I have to calculate the following limit
$$\lim_{x\rightarrow -\infty} \sqrt{x^2+2x+2} - x$$
it is in un undeterminated form.
I tried to rewrite it as follows:
$$\lim_{x\rightarrow -\infty} \sqrt{x^2+2x+2} - \sqrt{|x|^2}$$
but seems a dead road.
Can anyone suggest a solution?
thanks for your help
Try rationalizing the expression.

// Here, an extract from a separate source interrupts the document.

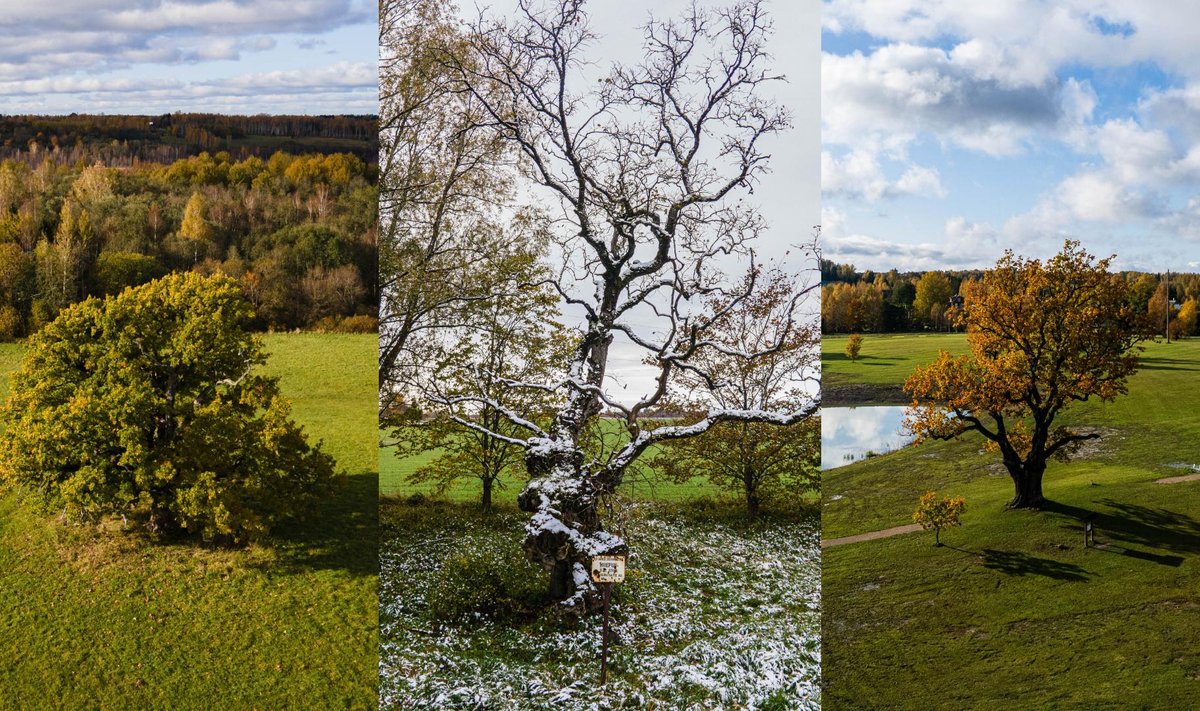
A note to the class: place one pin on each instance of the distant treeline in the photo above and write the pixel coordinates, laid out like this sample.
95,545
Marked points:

That is, multiply by $1=\frac{\sqrt{x^2+2x+2}+x}{\sqrt{x^2+2x+2}+x}$ to get $$ \frac{(x^2+2x+2)-x^2}{\sqrt{x^2+2x+2}+x} $$ What can we do from there?
HINT:
Putting $y=-x,$ $$ \sqrt{x^2+2x+2} - x=\sqrt{y^2-2y+2} +y= \frac{(\sqrt{y^2-2y+2} +y)(\sqrt{y^2-2y+2} -y)}{(\sqrt{y^2-2y+2} -y)}$$ $$=\frac{y^2-2y+2-y^2}{\sqrt{y^2-2y+2} -y}=\frac{-2+\frac2y}{\sqrt{1-\frac2y+\frac2{y^2}}-1}$$
Clearly $$\lim_{x\rightarrow -\infty} \sqrt{x^2+2x+2} - x=+\infty+\infty=+\infty$$ But \begin{gather*}\lim_{x\rightarrow +\infty} \sqrt{x^2+2x+2} - x="\infty-\infty"=\\ =\lim_{x\rightarrow +\infty} \frac{(\sqrt{x^2+2x+2} - x)(\sqrt{x^2+2x+2} + x)}{\sqrt{x^2+2x+2} + x}=\lim_{x\rightarrow +\infty} \frac{2x+2}{\sqrt{x^2+2x+2} + x}=\lim_{x\rightarrow +\infty} \frac{2+2/x}{\sqrt{1+2/x+2/x^2} + 1}=1 \end{gather*}
Assuming you meant $\sqrt{x^2+2x+2} + x$ (as $\sqrt{x^2+2x+2} - x \to +\infty$ when $x\to-\infty$):
Another option would be to use asymptotics and known Taylor expansions (at $0$): for $x\to-\infty$, $$ \begin{align*} \sqrt{x^2+2x+2} + x &= |x|\sqrt{1+\frac{2}{x}+\frac{2}{x^2}} - |x| \\ &= |x|\left( 1+\frac{1}{2}\cdot\frac{2}{x} + o\left(\frac{1}{x}\right) - 1 \right) \\ &= \frac{|x|}{x} + o(1) \sim -1 \end{align*} $$ so the limit is $-1$.